In a startling disclosure, an arrested member of CPI (Maoist) said apart from industrialists, contractors and traders, some legislators who had business interests in north Bihar were also paying ‘levy’ to the banned outfit.
Spilling the beans during his interrogation at Muzaffarpur, 71 km from state capital Patna, Musafir Sahni, a self-styled zonal commander of the Left wing extremist organisation, said at least 25 elected people representatives, including three legislators, had been paying levy to Maoists operating in north Bihar.
“All the three legislators named by Sahni are from south-western diara (sandbar) areas of Muzaffarpur district. One of the MLAs, Sahni claimed, had recently paid Rs 5 lakh as levy. The MLA runs a construction company which has been carrying out many railway projects, including doubling of Muzaffarpur-Kurhani railway track and lying of new rail line between Sahebganj and Vaishali on the proposed Sagauli-Hajipur route,” said a police officer, on term of anonymity.
Sahni was arrested along with two other CPI (Maoist) members from Ramnagar village in Sakra police station area of the district on May 11 night.

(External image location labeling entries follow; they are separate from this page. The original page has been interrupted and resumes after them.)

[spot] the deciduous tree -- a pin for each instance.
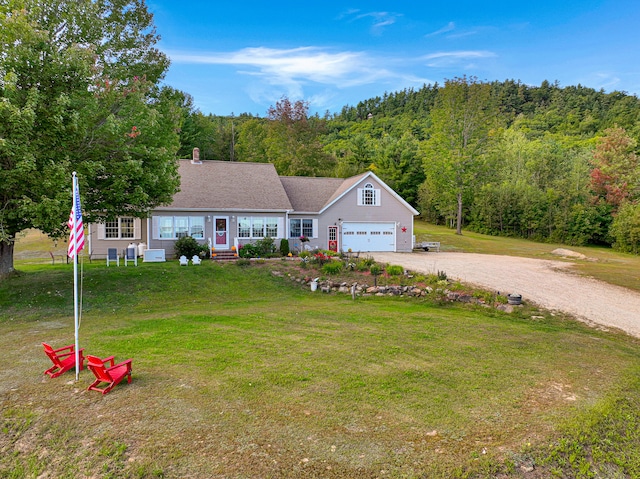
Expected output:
(79, 92)
(461, 120)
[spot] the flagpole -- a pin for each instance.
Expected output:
(75, 274)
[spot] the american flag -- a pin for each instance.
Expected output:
(76, 237)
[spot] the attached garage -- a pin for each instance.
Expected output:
(358, 236)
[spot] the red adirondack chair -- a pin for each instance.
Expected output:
(63, 359)
(111, 374)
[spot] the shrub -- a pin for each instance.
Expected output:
(362, 265)
(333, 267)
(188, 246)
(367, 261)
(625, 228)
(265, 246)
(284, 247)
(375, 269)
(321, 259)
(248, 251)
(394, 270)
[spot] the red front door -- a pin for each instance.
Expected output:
(221, 233)
(333, 238)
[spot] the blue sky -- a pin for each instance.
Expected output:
(242, 57)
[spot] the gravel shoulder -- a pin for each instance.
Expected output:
(550, 284)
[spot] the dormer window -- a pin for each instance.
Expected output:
(368, 196)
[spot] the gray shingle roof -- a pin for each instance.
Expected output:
(230, 185)
(309, 194)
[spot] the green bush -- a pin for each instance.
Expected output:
(394, 270)
(248, 251)
(333, 267)
(189, 247)
(362, 265)
(265, 246)
(625, 229)
(284, 247)
(375, 269)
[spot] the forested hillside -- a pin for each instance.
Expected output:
(544, 162)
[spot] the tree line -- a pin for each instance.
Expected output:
(545, 162)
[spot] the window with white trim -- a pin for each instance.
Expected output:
(368, 195)
(257, 227)
(174, 227)
(120, 228)
(301, 227)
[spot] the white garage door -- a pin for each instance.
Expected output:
(368, 236)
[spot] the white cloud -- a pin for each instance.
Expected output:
(293, 72)
(297, 65)
(380, 19)
(447, 28)
(442, 59)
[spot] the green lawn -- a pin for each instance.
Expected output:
(239, 373)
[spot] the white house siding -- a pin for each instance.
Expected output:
(98, 247)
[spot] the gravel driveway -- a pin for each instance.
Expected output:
(550, 284)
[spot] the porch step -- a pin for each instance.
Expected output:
(224, 256)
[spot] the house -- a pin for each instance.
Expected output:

The police officer, who is part of the interrogating team, said Sahni was in-charge of entire north Bihar, apart from some areas of eastern Uttar Pradesh.
“Sahni has confessed to have been involved, along with his son Rohit, in many incidents of violence since joining Maoists in 1991. Rohit, is at present lodged in divisional jail at Hajipur, in neighbouring Vaishali district. Sahni also claimed that he has invested more than Rs 10 crore in real estate business in Vaishali district and many other places in India,” the officer added.

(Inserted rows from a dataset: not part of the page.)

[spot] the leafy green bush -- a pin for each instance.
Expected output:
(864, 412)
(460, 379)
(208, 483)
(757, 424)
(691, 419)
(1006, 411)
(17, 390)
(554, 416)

Muzaffarpur senior superintendent of police Vivek Kumar refused to comment on Sahni’s disclosures. He, however, said Sahni had disclosed names of some big personalities. “We are verifying his statement,” Kumar added.
“If Sahni is to be believed, the CPI (Maoist) has more than 25 sophisticated weapons, like AK-47. These weapons are used in major operations. When not in use, they are kept under the supervisions of few reliable members of the organisation,” the SSP said.